The management of leukopenia secondary to myelopoietic arrest following LT relies primarily on early recognition through clinical judgement and an in-depth assessment of the patient to rule out an infectious pathology. If the work-up points toward a therapeutic culprit, then an alternative regimen must be attempted. Discontinuation of the likely offending agent does carry significant clinical risk as interruption of the immunosuppressants for even as few as 7 days has resulted in rejection episodes. Drugs used in the treatment of CMV such as ganciclovir and valganciclovir are frequently implicated to cause neutropenia [10]. A pre-emptive CMV strategy consisting of dose interruptions of prophylactic ganciclovir/valganciclovir therapy along with close weekly monitoring of CMV by PCR has been suggested. Leukopenia resulting from anti-CMV therapy may be managed with G-CSF to enable the continuation of full doses of ganciclovir/valganciclovir [11]. Regenerative therapy in the form of G-CSF or GM-CSF may be attempted in cases that are refractive to multiple transfusions. However, this may prove ineffective in cases of severe sepsis since granulocytic cells fail to respond to these growth factors due to downregulation of the G-CSF receptors by the bioactive products released secondary to systemic sepsis (e.g., lipopolysaccharide and tumor necrosis factor) [12].
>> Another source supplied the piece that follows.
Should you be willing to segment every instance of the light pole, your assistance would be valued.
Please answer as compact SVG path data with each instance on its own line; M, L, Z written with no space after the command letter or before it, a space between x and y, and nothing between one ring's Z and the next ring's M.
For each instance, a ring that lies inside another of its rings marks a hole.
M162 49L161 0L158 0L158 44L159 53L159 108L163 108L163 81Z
With respect to HPS, the treatment of triggering factors using antimicrobials and tapering immunosuppressants is of paramount importance in addition to continued supportive treatment in the form of G-CSF and intravenous immunoglobulin or steroids. In refractory cases, treatment with cyclosporine A or anti-thymocyte globulin has been proposed [13].

Conclusion

In conclusion, myeloid maturation arrest is an uncommon finding in the post-LT setting. Knowledge of the existing risk factors in the recipient combined with an early-stage BM examination plays a critical role in the management of LT recipients since it is associated with a rapid downhill course in our experience. Thus, there is an urgent need to investigate measures to prevent and promptly treat this condition to improve adverse outcomes.